Buried deep in the tax returns released by Mitt Romney’s presidential campaign are references to dozens of offshore holdings with names like Ursa Funding (Luxembourg) S.à.r.l. and Sankaty Credit Opportunities Investors (Offshore) IV, based in the Cayman Islands.
Mr. Romney, responding to opponents’ barbs about his use of overseas tax havens, has offered a narrow defense, saying only that the investments, many made through the private equity firm he founded, Bain Capital, have yielded him “not one dollar of reduction in taxes.”
A review of thousands of pages of financial documents and interviews with tax lawyers found that in some cases, the offshore arrangements enabled his individual retirement account to avoid taxes on its investments and may well have reduced Mr. Romney’s personal income tax bills.
But perhaps a more significant impact of Mr. Romney’s offshore investments has been on the profit side of the ledger — in the way Bain’s tax-avoidance strategies have enhanced his income.
Some of the offshore entities enabled Bain-owned companies to sidestep certain taxes, increasing returns for Mr. Romney and other investors. Others helped Bain attract foreign investors and nonprofit institutions by insulating them from taxes, again augmenting Mr. Romney’s bottom line, since he shared in management fees based on the size of each Bain fund.
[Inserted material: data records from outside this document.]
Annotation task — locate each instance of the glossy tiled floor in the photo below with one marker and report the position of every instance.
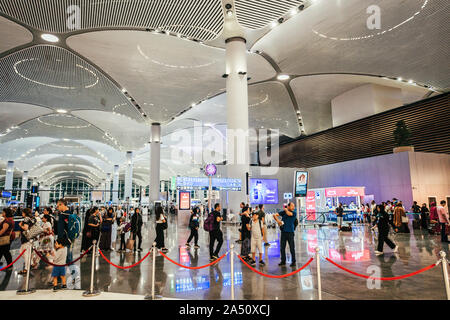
(354, 250)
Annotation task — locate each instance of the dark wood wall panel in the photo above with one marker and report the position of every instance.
(428, 120)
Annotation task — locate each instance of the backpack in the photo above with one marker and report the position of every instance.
(73, 227)
(208, 225)
(127, 227)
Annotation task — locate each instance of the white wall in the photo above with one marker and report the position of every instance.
(430, 176)
(385, 177)
(364, 101)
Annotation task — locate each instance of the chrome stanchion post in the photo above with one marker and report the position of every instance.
(232, 271)
(91, 291)
(445, 272)
(27, 289)
(153, 296)
(319, 282)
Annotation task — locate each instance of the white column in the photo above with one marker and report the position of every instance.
(237, 117)
(129, 176)
(9, 176)
(108, 187)
(116, 185)
(155, 157)
(24, 186)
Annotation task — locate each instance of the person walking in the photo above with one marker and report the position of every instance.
(194, 223)
(443, 220)
(246, 234)
(262, 218)
(288, 216)
(216, 234)
(106, 229)
(161, 225)
(136, 228)
(424, 216)
(94, 223)
(382, 223)
(6, 228)
(339, 215)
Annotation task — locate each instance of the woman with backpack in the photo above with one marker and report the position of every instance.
(194, 225)
(161, 225)
(6, 228)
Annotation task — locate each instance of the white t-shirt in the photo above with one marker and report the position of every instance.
(256, 229)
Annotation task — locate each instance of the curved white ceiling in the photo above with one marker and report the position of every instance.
(12, 35)
(414, 48)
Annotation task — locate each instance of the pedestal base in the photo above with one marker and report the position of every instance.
(91, 293)
(24, 292)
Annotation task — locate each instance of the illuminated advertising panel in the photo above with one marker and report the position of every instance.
(301, 183)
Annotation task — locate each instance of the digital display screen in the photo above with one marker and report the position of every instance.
(301, 183)
(185, 200)
(264, 191)
(194, 183)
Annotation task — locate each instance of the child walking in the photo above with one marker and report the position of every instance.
(256, 239)
(60, 256)
(122, 231)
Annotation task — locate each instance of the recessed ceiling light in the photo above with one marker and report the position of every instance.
(49, 37)
(283, 77)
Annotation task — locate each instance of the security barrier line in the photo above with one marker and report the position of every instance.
(383, 279)
(276, 276)
(124, 268)
(18, 257)
(61, 265)
(194, 268)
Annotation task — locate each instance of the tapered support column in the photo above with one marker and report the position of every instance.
(155, 159)
(108, 187)
(24, 186)
(9, 176)
(237, 117)
(116, 185)
(128, 176)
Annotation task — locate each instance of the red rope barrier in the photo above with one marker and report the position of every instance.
(124, 268)
(383, 279)
(61, 265)
(194, 268)
(9, 265)
(276, 276)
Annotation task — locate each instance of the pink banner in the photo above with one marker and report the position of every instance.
(344, 192)
(311, 205)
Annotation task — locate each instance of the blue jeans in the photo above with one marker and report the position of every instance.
(289, 238)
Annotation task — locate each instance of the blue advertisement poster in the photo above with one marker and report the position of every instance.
(264, 191)
(301, 183)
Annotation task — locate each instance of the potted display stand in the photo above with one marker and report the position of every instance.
(401, 137)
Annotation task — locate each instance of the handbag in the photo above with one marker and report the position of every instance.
(4, 240)
(33, 232)
(130, 242)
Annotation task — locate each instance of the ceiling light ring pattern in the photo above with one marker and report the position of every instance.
(379, 33)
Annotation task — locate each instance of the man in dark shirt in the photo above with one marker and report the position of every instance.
(287, 232)
(340, 215)
(215, 234)
(63, 225)
(136, 227)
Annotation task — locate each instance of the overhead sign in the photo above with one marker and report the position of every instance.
(344, 192)
(185, 200)
(301, 183)
(195, 183)
(287, 195)
(6, 194)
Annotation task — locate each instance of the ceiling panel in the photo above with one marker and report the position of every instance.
(12, 35)
(54, 77)
(332, 36)
(175, 16)
(164, 74)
The documents — which include confidential Bain prospectuses and foreign regulatory filings, many previously unreported — illustrate how these tax-avoidance strategies are woven into the fabric of Bain’s deal making. While hardly a novel concept and not unique to Bain, the inevitable result is that elite investors like Mr. Romney are able to increase their fortunes in ways unavailable to most taxpayers.